Another factor in the complex equation between Putin and Erdogan, will Russia give the green light to a new Turkish military offensive in Syria against the Syrian Kurds in two areas under the control of Moscow and the Damascus regime? This would allow Putin to extract concessions from his Turkish counterpart.

As a country bordering the Black Sea, Turkey plays a welcome role of facilitator but, between the display and the effective realization, there is a long way which is not crossed yet. The domestic political dimension is obvious, when polls give the Turkish president beaten by three of the possible candidates of the opposition coalition. For its part, Russia is trying to obtain in exchange a partial lifting of the sanctions. It’s a very complicated multi-grant game.

► “Turkey voluntarily adopts a neutral position”

Nicolas Monceau, lecturer at the University of Bordeaux and specialist in Turkey.

Many observers have underlined the balancing act of Turkey, which supports Ukraine on the one hand and which, at the same time, manages its relations with Russia. This is particularly linked to Turkey’s desire, which dates back some twenty years, to impose itself as a facilitator for the resolution of conflicts and to strengthen its status as a regional power. Unlike countries in the European Union or the United States, Turkey voluntarily adopts a neutral position, as was already the case in 2008, when Russia attacked Georgia.

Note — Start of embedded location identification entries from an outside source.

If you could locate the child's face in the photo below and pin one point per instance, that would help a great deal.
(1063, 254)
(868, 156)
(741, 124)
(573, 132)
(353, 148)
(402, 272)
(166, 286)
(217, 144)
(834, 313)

Turkey would also have nothing to gain by putting itself at odds with Russia, with which it maintains close relations on several levels. This explains, among other things, why it has not put in place the sanctions regime provided for by the European Union, nor closed its airspace to Russian aviation.

Even if Ankara has been able to diversify its partnerships for hydrocarbon imports, it remains very dependent on Russia for energy, especially for gas. Turkey is also a top tourist destination for Russian nationals, representing a significant economic windfall. When, in 2015, Ankara shot down a Russian bomber in its airspace, Russia applied economic sanctions against Turkey from which it had suffered, highlighting its vulnerability.

For similar reasons, Turkey cannot abandon its support for Ukraine, with which it has signed important partnerships, especially in the field of military cooperation. It sold drones used in the Donbass to Ukrainians, for example.

But today the main issue for Ankara is its position within NATO. She opposes the entry of Sweden and Finland, two countries she accuses of supporting Kurdish organizations deemed by her to be terrorists. At the same time, Turkey announced an operation in northern Syria against the Kurds. But it seems to me that this new military operation is not linked to the question of Ukraine and Turkey’s role as mediator. It is rather a telescoping of the calendar, even if we can estimate that there is a good opportunity for Ankara, in the current context, to move forward on this file.

In Western countries, this foreign policy, considered interventionist, and this desire to appear as an important player in the meditation of the Ukrainian crisis are often perceived as a means for President Recep Tayyip Erdogan to reunite his population, to exalt the nationalist feelings in the run-up to the presidential election of 2023, which will also be the year of the centenary of the Republic. But, beyond internal issues, it is in Turkey’s interest to appear impartial in order to secure its own relations on the international scene.